Banc One Eyes Meeting Spend
<B> Banc One Eyes Meeting Spend</B>
By Lauren Bielski
Banc One is taking steps to identify its meeting spend as the next phase of steamlining its travel purchasing, prompted by a massive restructuring that began in 1995.
The company saved millions by consolidating its transient travel program last year. For 1998, it will focus on finding a long-term fix for meetings as well.
The decision to go after meetings was made at the Columbus, Ohio-based bank in the third quarter of 1997. Large meetings, incentives and key events for corporate officers, which have been handled for more than 12 years by veteran planner Betty Garret, will continue with in-house management, though Garret may expand her in-house staff of four full-time planners significantly. But smaller meetings, which now are often handled by overtaxed administrative assistants, will require a less obvious solution, said national travel manager Wini Cloran.
Cloran is heading up the consolidation project for Banc One and acting as liaison with the company's travel management firm, BTI Americas. "We're really scrutinizing the meetings that generate travel, and considering videoconferencing as an alternative to meetings," she said. "We want our people to have a clear understanding of why they're meeting, and how the information they are exchanging at meetings contributes to the bottom line."
For Banc One, reorganizing meetings is a microcosm of a company in transition. Once a decentralized banking outfit with a sprawl of independently operating affiliates in 12 states, it has emerged from internal restructuring as the seventh largest U.S. banker, offering commercial banking, investment and management trust, finance and credit cards.
The company last year completed acquisitions of First Commerce, First USA, and Liberty National banks, expanding the breadth of its managed assets and raising the bar on its travel volume.
With managers increasingly reporting across state lines, the bank's travel volume leaped upward from $2 million in 1991 to about $45 million.

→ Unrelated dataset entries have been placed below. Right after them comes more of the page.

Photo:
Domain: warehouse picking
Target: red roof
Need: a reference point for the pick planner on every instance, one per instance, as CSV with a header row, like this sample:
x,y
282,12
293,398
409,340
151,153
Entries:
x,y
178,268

That, in turn, has put Banc One on the offensive in curbing costs.
In 1997, it used travel-related data gathered in 1996 to wield a big stick in negotiations with air carriers American and America West Airlines. Last year, Cloran and BTI developed the company's first hotel program, pulling data from over 300 hotel in 14 major cities.
"In developing the travel policy and new cost-avoidance strategies, we really focused in on patterns emerging from the top 300 to 400 travelers," Cloran said. "We are the type of company that mostly travels and meets in cities where we have a presence. We don't, for example, often send our people to Disney Hotels in Florida, because we don't have a bank there. Our people go to Milwaukee instead."
In developing the hotel program, Cloran first approached several hotel companies in heavily traveled cities, rather than trying to negotiate chainwide. Travelers began taking advantage of discounted accommodations in October.
Working with BTI, the bank began evaluating meetings while in the midst of issuing a new national travel policy. "It was in discussions with administrative assistants about the new policy that we realized that meetings management should be a top priority," Cloran said.
The company is rethinking its policy on local negotiations, even though it knows that fully realized chain deals may be several years in the making. It will decide this quarter whether small meetings management should be entirely outsourced. But it already is sure that its previous method of every man for himself is out.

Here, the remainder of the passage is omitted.